Sin embargo, los subversivos enfatizaron que el regreso a la libertad de los uniformados depende de «que el gobierno permita que los soldados regresen con vida, que garantice la seguridad y las condiciones de entrega a una Comisión Humanitaria, sin presencia ni amenaza de la fuerza pública».
Los soldados profesionales Andrés Felipe Pérez y Kleider Antonio Rodríguez cayeron en poder del grupo guevarista en octubre, luego de que el ELN atacara un contingente del Ejército que custodiaba una misión electoral en un paraje recóndito del municipio de Güicán (Boyacá).
«Ratificamos que los dos soldados están sanos y salvos bajo la custodia del ELN, y nos esforzamos por protegerlos, a pesar de las amenazas y los fuertes operativos militares que tienen la orden de rescatarlos a sangre y fuego, según la directriz del presidente Santos, el ministro de Defensa y su cúpula militar, que no les interesa la vida de los soldados».
El ELN, que se atribuyó el ataque, enfatizó en el comunicado que éste está dentro del «accionar militar legítimo y no viola los Derechos Humanos porque no se ataca a civiles, se atacó a una patrulla militar de soldados armados y en campaña».
El ELN, con unos 2.500 combatientes según cifras oficiales, que surgió en 1964 a inspiración de la Revolución cubana, es la segunda guerrilla del país, después de las Farc, con el que el gobierno adelanta un proceso de paz desde hace tres años en Cuba.

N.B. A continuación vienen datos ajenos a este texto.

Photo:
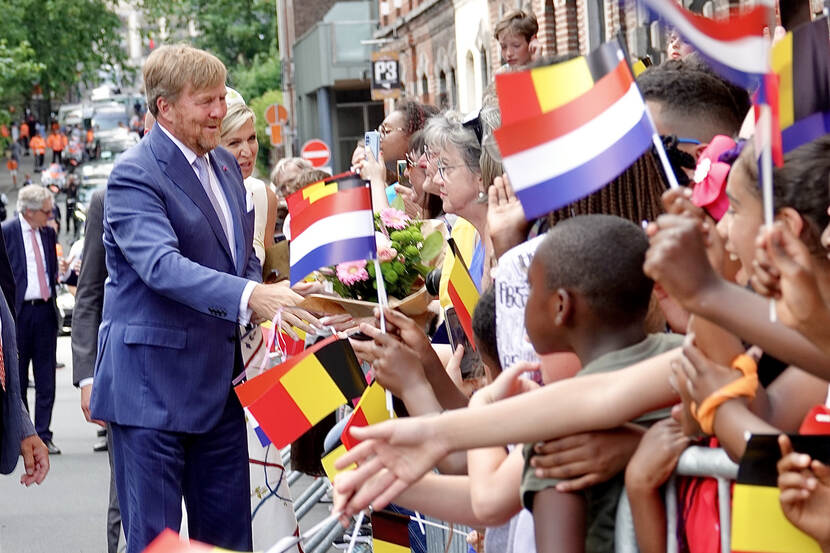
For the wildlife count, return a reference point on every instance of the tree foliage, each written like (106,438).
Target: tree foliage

Los acercamientos al ELN aún no han permitido definir una agenda formal de conversaciones de paz.
El ataque de la guerrilla sucedió en la madrugada del 26 de octubre, a un día de haber terminado la jornada electoral, cuando la explosión de tatucos y granadas rompieron la tranquilidad del resguardo indígena de Bachira, en Güicán (norte de Boyacá). Los uniformados estaban descansando en ese momento, pues el día anterior habían estado vigilando la jornada electoral.